Wednesday, August 22, 2012

Helping Mother Nature With Wild Herbs


So it was a dry summer, and the berry picking was poor.  Many of the wild herbs had blight and insect damage.  Since fruiting was poor, seed production was equally dismal.  Does that mean that you had to endure this poor year of harvest?  Certainly not!
Almost all of us rely on Mother Nature to provide the harvest of plenty, and we are disappointed when the season is dismal.  No wonder we call her “Mother.”  We expect her to do everything for us!
I first began to view my interaction with nature’s bounty and wild harvesting differently when I attempted to transplant a few of my favourite wild herbs into a domestic garden setting, with disastrous results.  Seneca root, for example, simply refused to propagate or even sprout in a variety of soils, even though it grows with vigour in the most marginal, gravel-based soils in the wild. Some of the wild herbs simply overtook my garden, predictably.  They were, after all, weeds.  Others produced great leaves when I wanted fruit or berries (alpine strawberries and wild raspberries), while others chose to wilt in the lush soil.  They preferred the less nutrient-rich bases.
But, leaving my plants in their natural habitat, and tending them regularly, produced phenomenal results.  Each week during one summer, I watered select Saskatoon, high-bush cranberries, raspberry and hawthorne bushes.  Similarly, burdock was watered abundantly, while I culled the thistles and dandelions, harvesting crops of leaves and roots throughout the summer. 
Even though the plants that we harvest freely in their natural habitat are considered “wild,” they benefit from the same care that we provide for garden plants: adequate light (cull and clean), adequate moisture (provide drainage and water), regular pruning (producing more lush, young leaves) and frequent thinning to ensure good development.  Many of the wild plants found in North America today are descendants form domestic European plants.  Dandelions, hawthorne, wild horseradish, wild plum, tansy and dozens of others are typically found growing freely in abandoned homesteads, along roadsides and in wasteland across the country.
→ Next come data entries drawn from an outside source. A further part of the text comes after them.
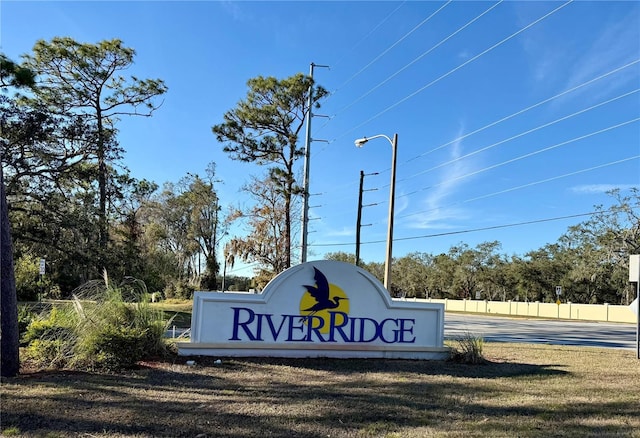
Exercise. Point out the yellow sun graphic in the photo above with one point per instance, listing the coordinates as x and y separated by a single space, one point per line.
308 301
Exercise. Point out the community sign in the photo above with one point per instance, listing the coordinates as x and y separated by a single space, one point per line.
317 309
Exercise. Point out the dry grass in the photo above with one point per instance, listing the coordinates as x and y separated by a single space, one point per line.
521 391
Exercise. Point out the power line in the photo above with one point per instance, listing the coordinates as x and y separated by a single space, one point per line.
473 230
522 111
384 52
522 134
415 60
371 32
539 151
455 69
511 189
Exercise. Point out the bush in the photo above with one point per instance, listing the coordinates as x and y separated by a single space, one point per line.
100 331
57 324
48 353
25 317
468 350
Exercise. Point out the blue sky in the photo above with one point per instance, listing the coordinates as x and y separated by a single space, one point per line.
506 112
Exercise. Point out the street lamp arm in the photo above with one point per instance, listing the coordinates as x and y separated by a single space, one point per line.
361 141
389 258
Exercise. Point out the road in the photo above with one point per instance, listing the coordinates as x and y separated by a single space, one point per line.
556 332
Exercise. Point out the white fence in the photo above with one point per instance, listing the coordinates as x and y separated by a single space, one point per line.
585 312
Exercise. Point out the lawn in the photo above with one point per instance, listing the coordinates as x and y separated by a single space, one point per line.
522 390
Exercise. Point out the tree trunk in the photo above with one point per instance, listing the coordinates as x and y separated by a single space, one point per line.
9 340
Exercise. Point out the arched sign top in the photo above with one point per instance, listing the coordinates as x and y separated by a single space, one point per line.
318 308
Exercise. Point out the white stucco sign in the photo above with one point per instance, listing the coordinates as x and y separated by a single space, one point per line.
316 309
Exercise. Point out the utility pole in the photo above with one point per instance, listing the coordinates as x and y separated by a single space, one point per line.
307 157
359 218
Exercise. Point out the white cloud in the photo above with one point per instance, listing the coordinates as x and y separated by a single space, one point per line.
436 214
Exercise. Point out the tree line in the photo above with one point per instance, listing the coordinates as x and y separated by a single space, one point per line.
590 262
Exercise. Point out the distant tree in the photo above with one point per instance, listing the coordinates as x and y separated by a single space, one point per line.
85 78
341 257
266 243
12 75
599 250
263 129
411 273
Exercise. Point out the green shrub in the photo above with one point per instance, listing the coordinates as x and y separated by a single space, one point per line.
468 350
112 348
25 317
57 324
100 331
48 353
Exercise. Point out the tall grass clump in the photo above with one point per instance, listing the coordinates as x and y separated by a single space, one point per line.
104 327
468 349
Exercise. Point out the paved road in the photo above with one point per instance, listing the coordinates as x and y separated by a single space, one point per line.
557 332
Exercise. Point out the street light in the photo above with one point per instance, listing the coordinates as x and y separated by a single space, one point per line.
394 143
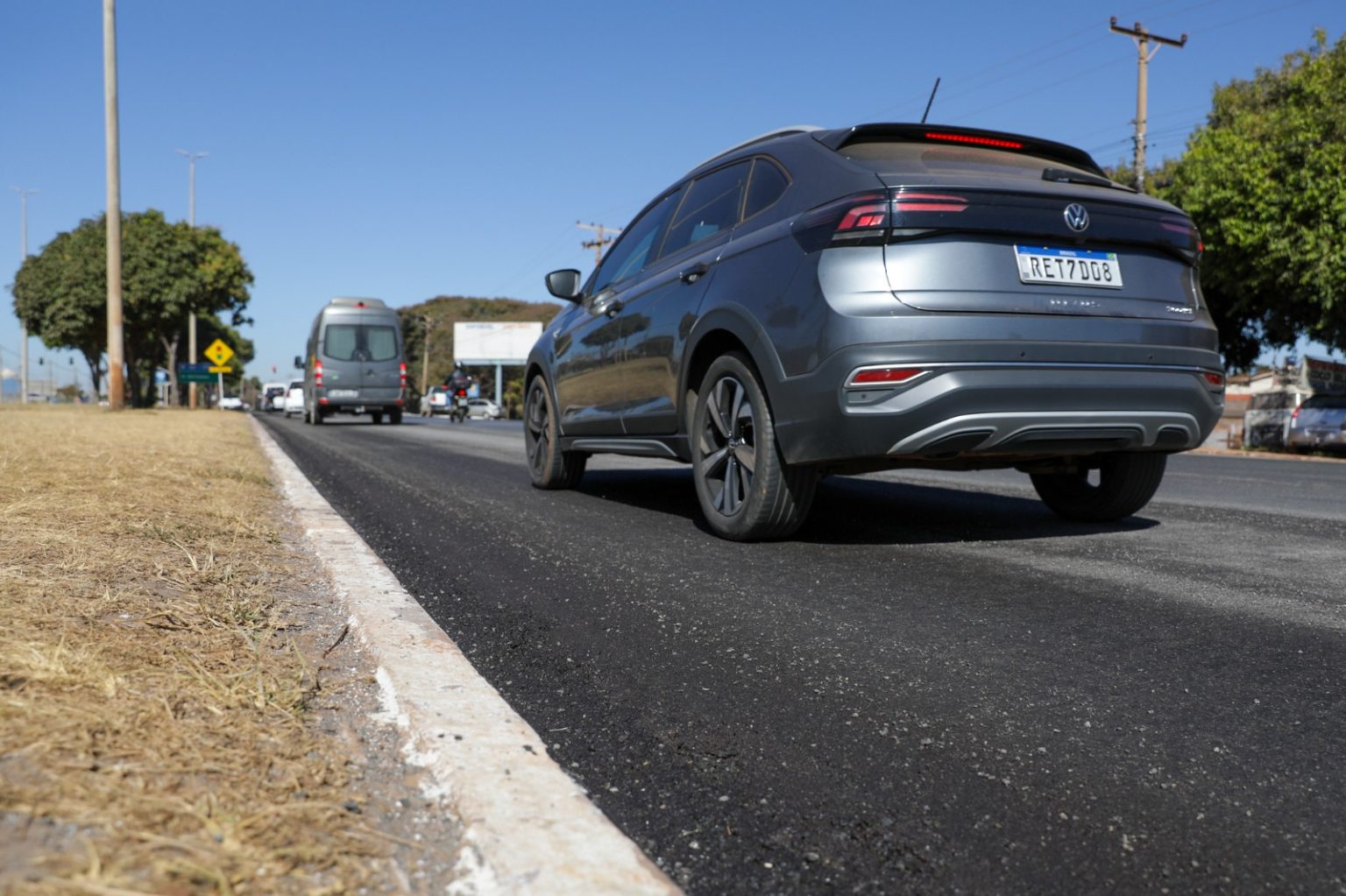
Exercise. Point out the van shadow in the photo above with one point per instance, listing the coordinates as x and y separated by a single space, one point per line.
868 511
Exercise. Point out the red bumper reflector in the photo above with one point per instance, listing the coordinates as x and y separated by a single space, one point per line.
886 376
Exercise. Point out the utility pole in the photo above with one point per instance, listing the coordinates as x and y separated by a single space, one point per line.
1147 53
116 339
605 237
23 330
191 222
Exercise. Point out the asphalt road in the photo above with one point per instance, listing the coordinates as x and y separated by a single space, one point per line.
936 687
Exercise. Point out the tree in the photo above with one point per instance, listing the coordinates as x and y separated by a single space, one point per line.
1265 182
168 271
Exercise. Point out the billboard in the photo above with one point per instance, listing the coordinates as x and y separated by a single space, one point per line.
494 343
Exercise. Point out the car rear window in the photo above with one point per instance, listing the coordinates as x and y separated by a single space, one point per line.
884 155
359 342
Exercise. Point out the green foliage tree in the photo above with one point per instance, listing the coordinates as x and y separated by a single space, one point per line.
1265 182
168 269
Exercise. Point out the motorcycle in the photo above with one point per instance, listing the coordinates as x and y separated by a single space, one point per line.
458 406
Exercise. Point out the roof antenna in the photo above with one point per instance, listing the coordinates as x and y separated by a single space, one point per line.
931 102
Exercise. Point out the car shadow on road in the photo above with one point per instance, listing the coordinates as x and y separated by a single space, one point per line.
868 511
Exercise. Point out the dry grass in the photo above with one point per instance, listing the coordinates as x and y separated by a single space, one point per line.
153 705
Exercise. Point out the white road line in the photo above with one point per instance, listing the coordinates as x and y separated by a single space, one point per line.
528 828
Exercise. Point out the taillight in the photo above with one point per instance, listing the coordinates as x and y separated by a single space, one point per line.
870 218
884 376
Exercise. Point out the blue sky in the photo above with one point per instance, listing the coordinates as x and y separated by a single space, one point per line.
409 150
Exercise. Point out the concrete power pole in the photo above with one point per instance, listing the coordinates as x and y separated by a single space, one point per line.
23 330
1147 53
191 222
116 342
605 237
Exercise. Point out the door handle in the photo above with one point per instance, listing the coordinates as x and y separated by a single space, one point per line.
693 273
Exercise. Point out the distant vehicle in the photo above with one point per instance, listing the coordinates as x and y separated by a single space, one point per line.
354 362
1320 424
484 408
883 296
273 396
435 401
294 403
1267 417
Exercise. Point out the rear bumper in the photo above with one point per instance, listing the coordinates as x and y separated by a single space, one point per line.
994 413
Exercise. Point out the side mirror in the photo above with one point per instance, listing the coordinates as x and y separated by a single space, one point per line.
564 284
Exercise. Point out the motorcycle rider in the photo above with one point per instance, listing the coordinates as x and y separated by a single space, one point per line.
458 384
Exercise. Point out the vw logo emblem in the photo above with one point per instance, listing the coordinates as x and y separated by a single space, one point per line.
1077 218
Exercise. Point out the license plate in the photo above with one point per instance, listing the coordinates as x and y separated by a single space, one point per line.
1069 266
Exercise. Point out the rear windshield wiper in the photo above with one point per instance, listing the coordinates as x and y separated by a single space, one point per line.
1064 175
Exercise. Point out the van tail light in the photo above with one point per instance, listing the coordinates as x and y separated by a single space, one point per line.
870 218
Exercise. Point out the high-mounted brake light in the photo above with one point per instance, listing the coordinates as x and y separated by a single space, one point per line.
974 140
928 202
889 376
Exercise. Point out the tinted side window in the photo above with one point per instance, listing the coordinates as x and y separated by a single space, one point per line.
712 205
765 187
339 342
633 249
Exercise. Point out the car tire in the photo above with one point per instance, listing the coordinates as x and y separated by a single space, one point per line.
1125 483
746 489
547 463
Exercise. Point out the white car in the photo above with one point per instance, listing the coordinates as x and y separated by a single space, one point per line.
484 408
295 399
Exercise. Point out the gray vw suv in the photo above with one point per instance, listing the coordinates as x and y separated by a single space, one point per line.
890 295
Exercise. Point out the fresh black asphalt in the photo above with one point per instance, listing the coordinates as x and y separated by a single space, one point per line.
929 689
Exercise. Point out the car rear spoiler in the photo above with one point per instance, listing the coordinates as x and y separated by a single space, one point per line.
1050 150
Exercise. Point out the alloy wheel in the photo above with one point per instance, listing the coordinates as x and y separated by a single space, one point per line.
728 446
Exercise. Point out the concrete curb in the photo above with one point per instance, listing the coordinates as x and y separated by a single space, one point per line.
528 828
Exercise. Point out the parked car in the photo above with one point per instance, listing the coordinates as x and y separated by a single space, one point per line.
1320 424
882 296
273 396
354 362
484 408
294 403
435 401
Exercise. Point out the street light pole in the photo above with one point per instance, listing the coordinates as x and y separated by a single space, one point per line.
116 335
191 222
23 330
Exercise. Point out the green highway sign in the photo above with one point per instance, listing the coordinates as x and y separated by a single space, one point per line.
195 373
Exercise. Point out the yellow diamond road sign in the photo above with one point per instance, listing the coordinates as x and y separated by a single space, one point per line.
220 353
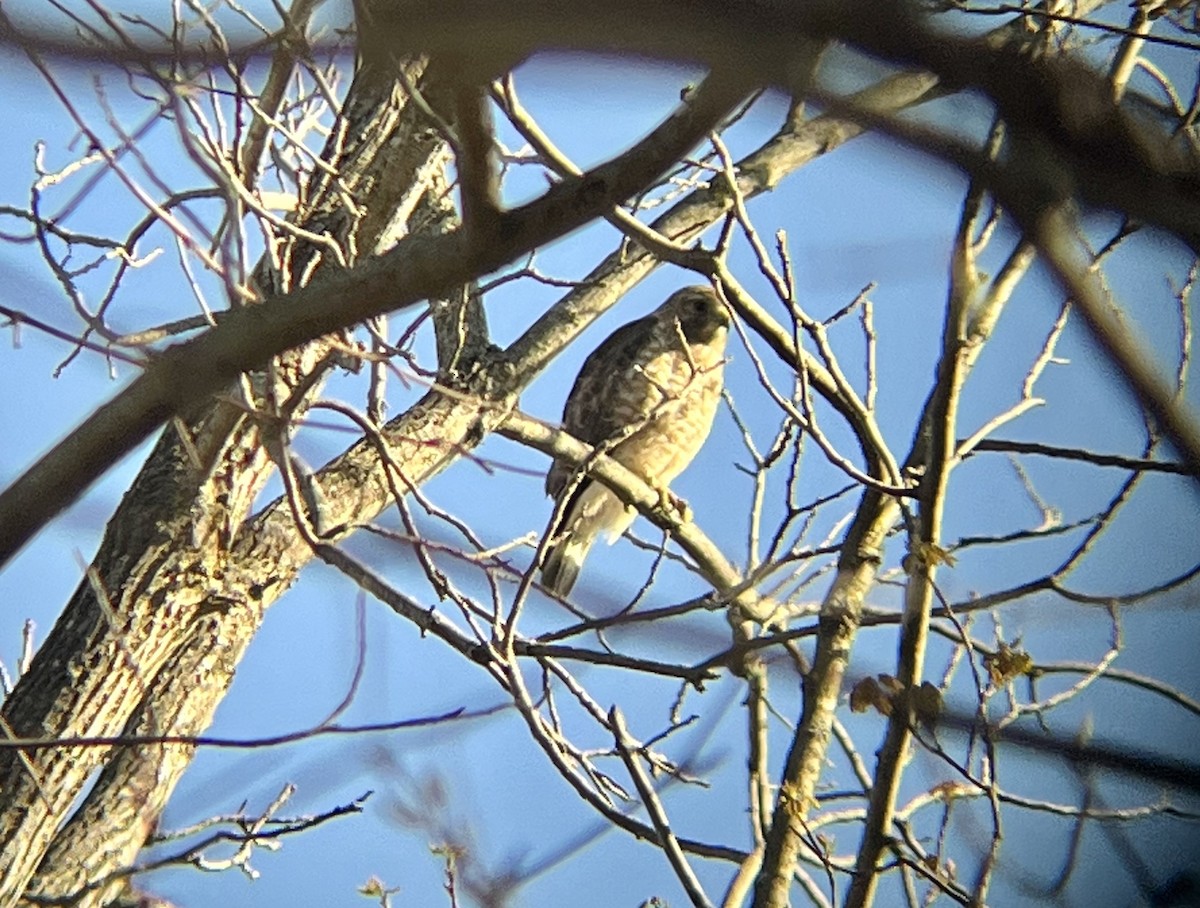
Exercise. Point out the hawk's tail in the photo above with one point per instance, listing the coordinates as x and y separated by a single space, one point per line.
563 561
593 512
Be careful with your harvest, as well.  Remember that, if you remove too many of the plants that you love to pick, next year’s crop may be diminished.  By harvesting selectively, as well, you are assured of getting the “cream of the crop,” so to speak.
Consider that, instead of maintaining a backyard garden, you are growing a multi-acre plot, wherever Mother Nature allows you to do so.  By providing for your chosen wild crop, it will provide an abundance of harvestable greens, seeds, roots and fruits for you.